When dower is laid off and assigned to the widow, it then becomes a life estate in the property so assigned and is terminable. In this case the dower interest was never so assigned. In fact, the order of the Superior Court of Forsyth County, North Carolina, held that an actual partition could not be had without injury to the parties' interest. N.C. General Statutes, Chapter 46, § 22, provides that when "an actual partition of the land cannot be made without injury to some or all of the parties interested, the Court shall order a sale;" such is exactly what was decreed in this case, and the property sold as provided by law. Thus the widow acquired cash, which is not a terminable interest.
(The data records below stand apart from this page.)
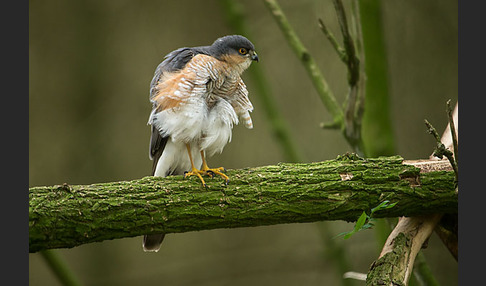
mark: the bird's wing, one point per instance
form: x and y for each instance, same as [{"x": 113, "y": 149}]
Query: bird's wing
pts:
[{"x": 173, "y": 62}]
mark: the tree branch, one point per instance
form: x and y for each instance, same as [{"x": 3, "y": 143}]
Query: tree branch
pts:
[{"x": 65, "y": 216}]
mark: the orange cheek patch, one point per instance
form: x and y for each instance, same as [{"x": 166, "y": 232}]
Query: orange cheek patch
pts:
[{"x": 233, "y": 59}]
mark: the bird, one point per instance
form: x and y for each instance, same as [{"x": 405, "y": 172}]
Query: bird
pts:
[{"x": 197, "y": 96}]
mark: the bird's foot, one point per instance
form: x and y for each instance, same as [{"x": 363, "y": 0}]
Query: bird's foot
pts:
[
  {"x": 197, "y": 173},
  {"x": 209, "y": 172}
]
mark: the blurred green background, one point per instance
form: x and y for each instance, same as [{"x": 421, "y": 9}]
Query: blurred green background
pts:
[{"x": 90, "y": 65}]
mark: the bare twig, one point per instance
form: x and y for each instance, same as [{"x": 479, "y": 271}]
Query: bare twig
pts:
[
  {"x": 395, "y": 263},
  {"x": 441, "y": 149},
  {"x": 321, "y": 85},
  {"x": 452, "y": 127},
  {"x": 330, "y": 36}
]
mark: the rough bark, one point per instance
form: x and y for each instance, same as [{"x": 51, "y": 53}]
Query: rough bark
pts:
[{"x": 65, "y": 216}]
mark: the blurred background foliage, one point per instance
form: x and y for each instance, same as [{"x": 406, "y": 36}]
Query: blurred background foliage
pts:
[{"x": 90, "y": 65}]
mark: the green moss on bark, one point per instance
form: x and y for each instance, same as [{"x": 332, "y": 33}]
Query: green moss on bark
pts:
[{"x": 69, "y": 215}]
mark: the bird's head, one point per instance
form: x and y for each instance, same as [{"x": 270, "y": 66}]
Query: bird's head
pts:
[{"x": 236, "y": 50}]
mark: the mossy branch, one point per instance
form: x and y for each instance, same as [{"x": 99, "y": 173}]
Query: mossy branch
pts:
[{"x": 65, "y": 216}]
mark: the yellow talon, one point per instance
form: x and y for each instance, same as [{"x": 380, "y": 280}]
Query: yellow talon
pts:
[{"x": 205, "y": 170}]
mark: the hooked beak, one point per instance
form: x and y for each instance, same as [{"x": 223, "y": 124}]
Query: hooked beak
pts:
[{"x": 254, "y": 56}]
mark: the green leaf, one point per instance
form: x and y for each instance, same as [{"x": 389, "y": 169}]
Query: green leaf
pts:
[{"x": 357, "y": 227}]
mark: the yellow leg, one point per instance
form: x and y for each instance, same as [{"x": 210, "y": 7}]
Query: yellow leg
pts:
[
  {"x": 210, "y": 171},
  {"x": 194, "y": 170},
  {"x": 205, "y": 170}
]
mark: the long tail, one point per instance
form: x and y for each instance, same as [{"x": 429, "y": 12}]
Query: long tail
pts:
[{"x": 152, "y": 242}]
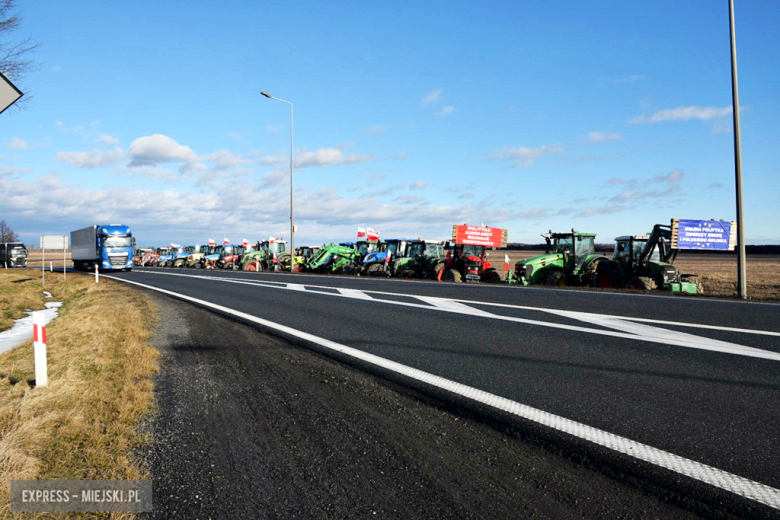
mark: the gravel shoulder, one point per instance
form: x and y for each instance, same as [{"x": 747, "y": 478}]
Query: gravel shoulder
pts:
[{"x": 248, "y": 425}]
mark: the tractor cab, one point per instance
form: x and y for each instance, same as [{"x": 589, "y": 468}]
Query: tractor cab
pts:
[
  {"x": 576, "y": 248},
  {"x": 644, "y": 262}
]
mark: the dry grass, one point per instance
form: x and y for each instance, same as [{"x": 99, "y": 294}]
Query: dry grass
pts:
[
  {"x": 717, "y": 272},
  {"x": 85, "y": 424}
]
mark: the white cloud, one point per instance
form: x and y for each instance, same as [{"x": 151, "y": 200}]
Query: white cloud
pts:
[
  {"x": 432, "y": 97},
  {"x": 157, "y": 149},
  {"x": 524, "y": 157},
  {"x": 447, "y": 111},
  {"x": 630, "y": 79},
  {"x": 603, "y": 137},
  {"x": 93, "y": 159},
  {"x": 684, "y": 114},
  {"x": 225, "y": 159},
  {"x": 327, "y": 157},
  {"x": 107, "y": 139},
  {"x": 18, "y": 144}
]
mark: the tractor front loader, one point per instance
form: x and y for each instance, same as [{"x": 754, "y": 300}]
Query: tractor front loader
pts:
[{"x": 644, "y": 262}]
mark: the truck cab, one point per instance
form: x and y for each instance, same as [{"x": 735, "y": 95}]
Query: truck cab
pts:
[{"x": 13, "y": 254}]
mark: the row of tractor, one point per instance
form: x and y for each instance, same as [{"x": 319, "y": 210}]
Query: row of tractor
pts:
[
  {"x": 400, "y": 258},
  {"x": 642, "y": 262}
]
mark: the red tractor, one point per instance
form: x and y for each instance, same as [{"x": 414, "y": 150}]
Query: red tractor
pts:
[{"x": 468, "y": 263}]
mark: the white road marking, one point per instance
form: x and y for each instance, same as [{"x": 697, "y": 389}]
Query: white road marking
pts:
[
  {"x": 453, "y": 306},
  {"x": 354, "y": 293},
  {"x": 624, "y": 330},
  {"x": 713, "y": 476}
]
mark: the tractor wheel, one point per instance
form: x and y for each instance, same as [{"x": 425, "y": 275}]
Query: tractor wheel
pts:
[
  {"x": 556, "y": 279},
  {"x": 697, "y": 281},
  {"x": 376, "y": 270},
  {"x": 452, "y": 275},
  {"x": 641, "y": 283},
  {"x": 438, "y": 271},
  {"x": 408, "y": 274},
  {"x": 603, "y": 280},
  {"x": 491, "y": 276},
  {"x": 589, "y": 277}
]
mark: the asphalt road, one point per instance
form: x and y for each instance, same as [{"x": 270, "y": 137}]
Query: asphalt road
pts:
[{"x": 677, "y": 381}]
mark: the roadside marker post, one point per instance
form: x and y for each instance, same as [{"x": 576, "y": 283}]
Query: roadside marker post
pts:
[{"x": 39, "y": 349}]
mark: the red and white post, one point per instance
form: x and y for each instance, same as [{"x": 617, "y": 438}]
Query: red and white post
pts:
[{"x": 39, "y": 349}]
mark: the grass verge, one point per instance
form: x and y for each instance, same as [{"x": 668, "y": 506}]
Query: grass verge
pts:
[{"x": 86, "y": 423}]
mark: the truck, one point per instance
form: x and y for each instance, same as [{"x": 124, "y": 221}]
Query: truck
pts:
[
  {"x": 13, "y": 254},
  {"x": 108, "y": 247}
]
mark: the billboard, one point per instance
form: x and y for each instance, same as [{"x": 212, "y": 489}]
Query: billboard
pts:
[
  {"x": 479, "y": 236},
  {"x": 707, "y": 235}
]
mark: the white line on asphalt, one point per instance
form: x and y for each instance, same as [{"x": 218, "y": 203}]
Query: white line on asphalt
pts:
[
  {"x": 708, "y": 474},
  {"x": 353, "y": 293},
  {"x": 661, "y": 336}
]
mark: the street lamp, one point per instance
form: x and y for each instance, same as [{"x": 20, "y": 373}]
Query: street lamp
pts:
[
  {"x": 292, "y": 227},
  {"x": 741, "y": 260}
]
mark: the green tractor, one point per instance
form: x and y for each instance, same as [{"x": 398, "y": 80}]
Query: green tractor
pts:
[
  {"x": 644, "y": 262},
  {"x": 264, "y": 256},
  {"x": 570, "y": 259},
  {"x": 334, "y": 258},
  {"x": 423, "y": 259}
]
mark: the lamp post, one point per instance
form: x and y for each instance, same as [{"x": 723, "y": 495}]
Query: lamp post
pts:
[
  {"x": 741, "y": 261},
  {"x": 292, "y": 227}
]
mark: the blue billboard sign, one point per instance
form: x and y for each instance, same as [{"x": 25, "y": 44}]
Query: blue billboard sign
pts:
[{"x": 708, "y": 235}]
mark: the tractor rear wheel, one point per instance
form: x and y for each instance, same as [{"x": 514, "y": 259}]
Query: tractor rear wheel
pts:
[
  {"x": 491, "y": 276},
  {"x": 408, "y": 274},
  {"x": 452, "y": 275},
  {"x": 641, "y": 283},
  {"x": 603, "y": 280},
  {"x": 556, "y": 279},
  {"x": 697, "y": 281}
]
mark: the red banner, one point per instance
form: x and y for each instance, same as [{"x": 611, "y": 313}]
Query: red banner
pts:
[{"x": 479, "y": 236}]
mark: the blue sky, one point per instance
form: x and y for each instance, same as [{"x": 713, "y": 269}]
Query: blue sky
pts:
[{"x": 604, "y": 116}]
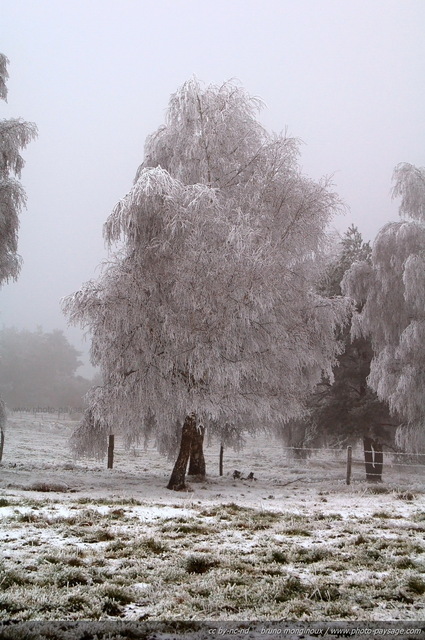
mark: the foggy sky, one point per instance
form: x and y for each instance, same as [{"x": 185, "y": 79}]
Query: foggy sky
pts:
[{"x": 344, "y": 76}]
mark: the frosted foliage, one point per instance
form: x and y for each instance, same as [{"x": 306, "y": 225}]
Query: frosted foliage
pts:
[
  {"x": 410, "y": 186},
  {"x": 393, "y": 306},
  {"x": 15, "y": 134},
  {"x": 209, "y": 306},
  {"x": 3, "y": 76}
]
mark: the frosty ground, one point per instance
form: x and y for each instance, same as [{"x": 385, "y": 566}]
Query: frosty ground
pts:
[{"x": 83, "y": 542}]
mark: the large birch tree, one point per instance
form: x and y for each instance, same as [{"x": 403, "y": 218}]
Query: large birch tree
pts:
[
  {"x": 207, "y": 313},
  {"x": 15, "y": 134},
  {"x": 391, "y": 291}
]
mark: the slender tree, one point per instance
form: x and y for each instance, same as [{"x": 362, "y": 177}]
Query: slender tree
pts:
[
  {"x": 345, "y": 410},
  {"x": 391, "y": 292},
  {"x": 15, "y": 134},
  {"x": 207, "y": 315}
]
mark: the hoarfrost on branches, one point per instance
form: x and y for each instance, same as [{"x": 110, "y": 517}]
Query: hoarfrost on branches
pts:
[
  {"x": 15, "y": 134},
  {"x": 392, "y": 291},
  {"x": 209, "y": 307}
]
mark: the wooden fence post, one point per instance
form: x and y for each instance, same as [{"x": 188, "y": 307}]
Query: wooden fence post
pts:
[
  {"x": 349, "y": 461},
  {"x": 111, "y": 452}
]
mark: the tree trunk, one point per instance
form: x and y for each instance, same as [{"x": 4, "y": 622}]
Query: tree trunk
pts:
[
  {"x": 197, "y": 460},
  {"x": 374, "y": 459},
  {"x": 178, "y": 476}
]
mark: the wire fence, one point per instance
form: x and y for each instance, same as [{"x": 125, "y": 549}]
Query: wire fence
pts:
[
  {"x": 356, "y": 464},
  {"x": 50, "y": 410}
]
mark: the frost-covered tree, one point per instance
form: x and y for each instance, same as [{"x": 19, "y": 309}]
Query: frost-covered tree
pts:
[
  {"x": 207, "y": 315},
  {"x": 15, "y": 134},
  {"x": 347, "y": 410},
  {"x": 391, "y": 291}
]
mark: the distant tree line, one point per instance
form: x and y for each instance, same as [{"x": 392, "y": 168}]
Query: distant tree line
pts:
[{"x": 38, "y": 369}]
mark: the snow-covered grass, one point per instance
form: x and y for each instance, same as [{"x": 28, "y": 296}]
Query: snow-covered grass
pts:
[{"x": 83, "y": 542}]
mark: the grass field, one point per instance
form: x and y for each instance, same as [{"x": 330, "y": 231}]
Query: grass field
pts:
[{"x": 81, "y": 542}]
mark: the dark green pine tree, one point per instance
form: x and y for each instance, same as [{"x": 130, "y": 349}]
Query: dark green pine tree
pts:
[{"x": 346, "y": 410}]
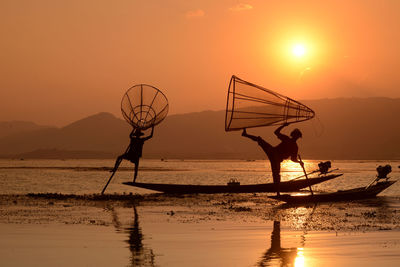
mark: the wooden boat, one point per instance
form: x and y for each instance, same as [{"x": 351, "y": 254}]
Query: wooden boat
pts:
[
  {"x": 341, "y": 195},
  {"x": 287, "y": 186}
]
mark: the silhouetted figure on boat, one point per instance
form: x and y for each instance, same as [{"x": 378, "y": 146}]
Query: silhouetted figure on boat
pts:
[
  {"x": 134, "y": 151},
  {"x": 286, "y": 149}
]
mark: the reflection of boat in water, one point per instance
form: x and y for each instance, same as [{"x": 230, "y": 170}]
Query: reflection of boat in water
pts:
[
  {"x": 287, "y": 186},
  {"x": 284, "y": 256},
  {"x": 140, "y": 254}
]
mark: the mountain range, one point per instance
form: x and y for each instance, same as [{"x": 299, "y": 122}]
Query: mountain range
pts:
[{"x": 344, "y": 128}]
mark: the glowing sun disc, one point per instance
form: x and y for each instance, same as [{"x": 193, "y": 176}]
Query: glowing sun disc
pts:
[{"x": 298, "y": 50}]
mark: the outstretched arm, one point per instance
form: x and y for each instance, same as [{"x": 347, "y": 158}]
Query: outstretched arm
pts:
[
  {"x": 252, "y": 137},
  {"x": 151, "y": 134}
]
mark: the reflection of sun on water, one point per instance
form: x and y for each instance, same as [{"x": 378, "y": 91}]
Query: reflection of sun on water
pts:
[
  {"x": 299, "y": 50},
  {"x": 300, "y": 260}
]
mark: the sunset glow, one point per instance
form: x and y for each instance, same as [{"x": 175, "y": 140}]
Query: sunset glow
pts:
[{"x": 299, "y": 50}]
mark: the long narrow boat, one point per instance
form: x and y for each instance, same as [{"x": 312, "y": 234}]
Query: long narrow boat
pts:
[
  {"x": 288, "y": 186},
  {"x": 341, "y": 195}
]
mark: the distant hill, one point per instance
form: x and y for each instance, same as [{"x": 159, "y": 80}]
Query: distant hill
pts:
[
  {"x": 13, "y": 127},
  {"x": 348, "y": 128}
]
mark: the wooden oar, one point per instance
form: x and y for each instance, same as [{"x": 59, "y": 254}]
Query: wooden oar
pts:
[{"x": 305, "y": 174}]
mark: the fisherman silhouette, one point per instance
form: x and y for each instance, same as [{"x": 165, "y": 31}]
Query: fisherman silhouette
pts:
[
  {"x": 287, "y": 148},
  {"x": 134, "y": 151}
]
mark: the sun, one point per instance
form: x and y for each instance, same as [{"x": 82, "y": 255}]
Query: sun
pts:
[{"x": 299, "y": 50}]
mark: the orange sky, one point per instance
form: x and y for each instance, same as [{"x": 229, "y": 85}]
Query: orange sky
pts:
[{"x": 63, "y": 60}]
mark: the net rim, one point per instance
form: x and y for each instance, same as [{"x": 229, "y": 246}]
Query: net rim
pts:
[
  {"x": 230, "y": 110},
  {"x": 165, "y": 109}
]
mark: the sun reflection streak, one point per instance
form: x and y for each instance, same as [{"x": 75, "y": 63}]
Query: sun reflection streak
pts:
[{"x": 300, "y": 259}]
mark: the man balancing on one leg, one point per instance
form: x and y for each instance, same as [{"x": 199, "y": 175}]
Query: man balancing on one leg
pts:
[
  {"x": 287, "y": 148},
  {"x": 134, "y": 151}
]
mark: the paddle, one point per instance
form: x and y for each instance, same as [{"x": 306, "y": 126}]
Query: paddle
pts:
[{"x": 305, "y": 174}]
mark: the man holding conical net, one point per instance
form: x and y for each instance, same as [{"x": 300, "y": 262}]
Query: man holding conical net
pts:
[
  {"x": 276, "y": 154},
  {"x": 143, "y": 107},
  {"x": 250, "y": 105}
]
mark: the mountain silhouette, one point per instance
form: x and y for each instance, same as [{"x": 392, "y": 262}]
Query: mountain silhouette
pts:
[{"x": 345, "y": 128}]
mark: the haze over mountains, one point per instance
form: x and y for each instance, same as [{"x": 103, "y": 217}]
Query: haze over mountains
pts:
[{"x": 348, "y": 128}]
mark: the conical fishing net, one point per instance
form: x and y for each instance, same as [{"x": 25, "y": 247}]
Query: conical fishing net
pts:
[
  {"x": 144, "y": 106},
  {"x": 250, "y": 105}
]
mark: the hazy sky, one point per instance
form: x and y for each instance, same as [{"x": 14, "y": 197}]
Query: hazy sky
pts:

This problem has been considered in the Fifth, Sixth and Eighth Circuits. United States v. Hiles, 5 Cir., 318 F.2d 56 (1963); United States v. Crosby, 5 Cir., *901 257 F.2d 515 (1958); Dougherty v. United States, 6 Cir., 292 F.2d 331 (1961); United States v. Traders National Bank of Kansas City, 8 Cir., 248 F.2d 667 (1957).

Each of these cases held that the cash received by the widows qualified for the marital deduction. The Court is in agreement with these holdings.

The words of the Virginia and North Carolina statutes in regard to partition of land and commutation of the life interest involved differ in wording. § 64-38.1, Code of Virginia, 1950, provides that dower may be commuted if dower cannot be "conveniently" laid off. N.C. General Statutes, Chapter 46, § 22, provided that the land can be partitioned when actual partition of lands cannot be made "without injury" to some or all the parties. The Court is of the opinion that the terms "convenient" and "without injury" in essence have the same meaning. To give them different meanings so as to make the application of 26 U.S.C.A. § 2056 differ as to commuted dower in Virginia and North Carolina would do violence to the intended purpose of the law.

As the court in United States v. Crosby, supra, 257 F.2d at page 518 said in referring to 26 U.S.C.A. § 2056,

 
"The purpose of the provision was to extend to married taxpayers in common law states the advantages of residents of community property jurisdictions by permitting a surviving spouse to acquire, free from the estate tax exaction, one-half of what is referred to as the adjusted gross estate of the deceased spouse. * *
 
"The provisions of the Internal Revenue Code applicable to the facts of this case should be liberally construed and applied to carry out and give effect to the purposes of their enactment. * * * This rule is especially applicable, where, as here, the purpose of a provision in a taxing statute is to secure equality in the treatment of taxpayers."

Even though both North Carolina and Virginia are common law states, the provision should be applied uniformly where the intent and meaning of two state statutes are essentially the same with only different wording.

The Court must, therefore, hold that the plaintiff be allowed a deduction for estate tax purposes of the payment made to Della O. Kiser for the commuted value of her dower right, but the Court denies the deduction of the widow's year's allowance.

An order will be entered accordingly.